Art history has never been this publication’s primary bailiwick. And yet I wonder if it might be said that each regime has its Michael Fried? If so, then this reader’s vote for the scholarly cherry on the belletristic cake goes to Butterfield-Rosen.

9
SUSAN CIANCIOLO (OVERDUIN & CO., LOS ANGELES)

This disgorging of the kitchen-counter atelier of artist–cum–bare-knuckle couturier Susan Cianciolo featured a lot of, well, everything. But the highlight was the central-gallery survey of some two decades of RUN, the artist’s mind-bogglingly inventive line of handmade clothing, composed of recycled garments, textiles, and everyday detritus (a bag of Friskies, a scrap of gingham, a repurposed helium balloon), displayed on garment racks.

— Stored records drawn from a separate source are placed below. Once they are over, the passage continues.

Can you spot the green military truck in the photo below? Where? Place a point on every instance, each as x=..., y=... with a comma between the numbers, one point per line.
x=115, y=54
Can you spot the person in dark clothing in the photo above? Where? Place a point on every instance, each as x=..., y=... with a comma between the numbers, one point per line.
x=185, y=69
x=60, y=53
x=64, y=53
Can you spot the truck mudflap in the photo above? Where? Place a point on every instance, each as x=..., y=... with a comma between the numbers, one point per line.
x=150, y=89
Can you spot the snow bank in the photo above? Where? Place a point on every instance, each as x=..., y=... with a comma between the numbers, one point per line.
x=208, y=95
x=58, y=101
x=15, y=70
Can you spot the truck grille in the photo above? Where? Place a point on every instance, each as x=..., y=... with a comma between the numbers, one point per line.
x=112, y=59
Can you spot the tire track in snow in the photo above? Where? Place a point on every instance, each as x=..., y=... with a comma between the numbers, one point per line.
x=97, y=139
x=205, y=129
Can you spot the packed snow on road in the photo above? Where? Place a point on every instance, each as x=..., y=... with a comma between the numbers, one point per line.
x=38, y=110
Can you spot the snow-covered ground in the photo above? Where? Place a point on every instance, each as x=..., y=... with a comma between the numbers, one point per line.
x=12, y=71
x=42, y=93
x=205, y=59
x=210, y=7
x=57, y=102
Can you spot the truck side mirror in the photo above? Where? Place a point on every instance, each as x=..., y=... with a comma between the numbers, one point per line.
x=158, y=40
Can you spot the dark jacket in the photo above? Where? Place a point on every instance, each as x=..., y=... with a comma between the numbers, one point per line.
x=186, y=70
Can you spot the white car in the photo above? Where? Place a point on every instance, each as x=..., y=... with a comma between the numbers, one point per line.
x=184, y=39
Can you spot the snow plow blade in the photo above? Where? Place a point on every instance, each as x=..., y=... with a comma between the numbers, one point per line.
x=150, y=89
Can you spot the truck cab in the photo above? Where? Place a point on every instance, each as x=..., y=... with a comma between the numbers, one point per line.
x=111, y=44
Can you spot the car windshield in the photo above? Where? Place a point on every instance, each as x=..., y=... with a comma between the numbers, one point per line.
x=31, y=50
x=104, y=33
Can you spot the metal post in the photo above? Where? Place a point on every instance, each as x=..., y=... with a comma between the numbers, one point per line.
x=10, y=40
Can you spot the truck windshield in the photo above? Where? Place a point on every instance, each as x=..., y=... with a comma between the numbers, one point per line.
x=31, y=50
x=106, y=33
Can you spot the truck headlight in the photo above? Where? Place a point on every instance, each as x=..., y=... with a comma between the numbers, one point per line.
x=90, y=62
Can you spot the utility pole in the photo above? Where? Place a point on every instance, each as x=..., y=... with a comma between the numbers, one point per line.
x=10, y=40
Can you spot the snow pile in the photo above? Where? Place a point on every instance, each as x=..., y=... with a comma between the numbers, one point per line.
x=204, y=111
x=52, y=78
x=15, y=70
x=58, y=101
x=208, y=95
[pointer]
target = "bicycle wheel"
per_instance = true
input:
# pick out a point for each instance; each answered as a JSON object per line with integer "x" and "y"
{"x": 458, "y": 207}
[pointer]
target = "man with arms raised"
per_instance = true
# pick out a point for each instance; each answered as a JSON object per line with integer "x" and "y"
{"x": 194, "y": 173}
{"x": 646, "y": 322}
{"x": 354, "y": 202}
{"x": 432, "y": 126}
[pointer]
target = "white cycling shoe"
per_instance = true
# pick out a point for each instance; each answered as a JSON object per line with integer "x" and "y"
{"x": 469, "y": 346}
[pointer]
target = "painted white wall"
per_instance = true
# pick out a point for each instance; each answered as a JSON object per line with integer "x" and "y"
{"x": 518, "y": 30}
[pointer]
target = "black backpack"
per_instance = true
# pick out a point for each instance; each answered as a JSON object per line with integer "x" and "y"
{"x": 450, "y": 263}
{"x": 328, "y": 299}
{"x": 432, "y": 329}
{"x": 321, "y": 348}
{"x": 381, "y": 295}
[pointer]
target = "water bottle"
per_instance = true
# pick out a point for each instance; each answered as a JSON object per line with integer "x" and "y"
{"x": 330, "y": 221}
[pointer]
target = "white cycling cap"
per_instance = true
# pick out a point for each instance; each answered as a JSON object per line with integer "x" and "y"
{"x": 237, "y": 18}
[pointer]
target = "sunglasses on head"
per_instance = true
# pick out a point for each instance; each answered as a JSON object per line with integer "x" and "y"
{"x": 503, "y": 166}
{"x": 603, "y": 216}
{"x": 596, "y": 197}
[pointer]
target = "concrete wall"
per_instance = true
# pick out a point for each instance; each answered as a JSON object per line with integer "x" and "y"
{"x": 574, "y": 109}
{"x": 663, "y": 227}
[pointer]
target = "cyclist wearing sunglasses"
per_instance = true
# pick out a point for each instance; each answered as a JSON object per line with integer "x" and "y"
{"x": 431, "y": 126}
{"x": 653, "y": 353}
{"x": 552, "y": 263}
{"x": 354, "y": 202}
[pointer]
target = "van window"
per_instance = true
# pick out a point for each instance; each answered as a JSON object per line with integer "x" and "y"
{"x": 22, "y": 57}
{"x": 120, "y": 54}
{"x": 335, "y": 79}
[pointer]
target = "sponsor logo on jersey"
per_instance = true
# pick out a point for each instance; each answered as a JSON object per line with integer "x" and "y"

Once upon a time, Cianciolo really was a fashion designer—at least, she performed said vocation between the cracks of the adjacent industries of fashion and art—but her production has always felt more folkways than Seventh Avenue, her métier everyday existence rather than its etiolated adornment.

View of “Susan Cianciolo: Transmission of energy from celestial alignment with galactic center: Run 13 Collection,” 2021–22, Overduin & Co., Los Angeles.

10
JAMES BENNING, ALABAMA (O-TOWN HOUSE, VAL VERDE, CA)

How enticing the notice in these pages inviting the public to tour this fabled California filmmaker’s Val Verde home; how unnerving the trove of artifacts arrayed among its tastefully monkish furnishings; how flabbergasting to think of anybody cohabiting with these often horrific reminders of our country’s racist bedrock or—deploying them in this most improbable of house museums.

Ostensibly a social archaeology of Alabama as a distillate of our larger American story, the sequence began in the kitchen with a display of Coushatta arrowheads and a map of the state circa 1856 and traversed the territory’s Confederate, Reconstruction, and civil-rights eras via offerings by turns chilling (a child’s Ku Klux Klan robes), exhilarating (a recording of Angela Davis’s 1972 California State Prison address), and delightful (his own bed made up with a Gee’s Bend quilt), pointedly arranged to speak to the secret gymnastics by which power justifies and sustains itself. How odd, how sobering, how powerfully alert-making: I weighed my warring impressions as I stepped out into the unkempt yard, where the artist awaited me with a cup of tea.

View of “James Benning: Alabama,” 2022, 30758 San Martinez Road, Val Verde, CA. Photo: Evan Walsh.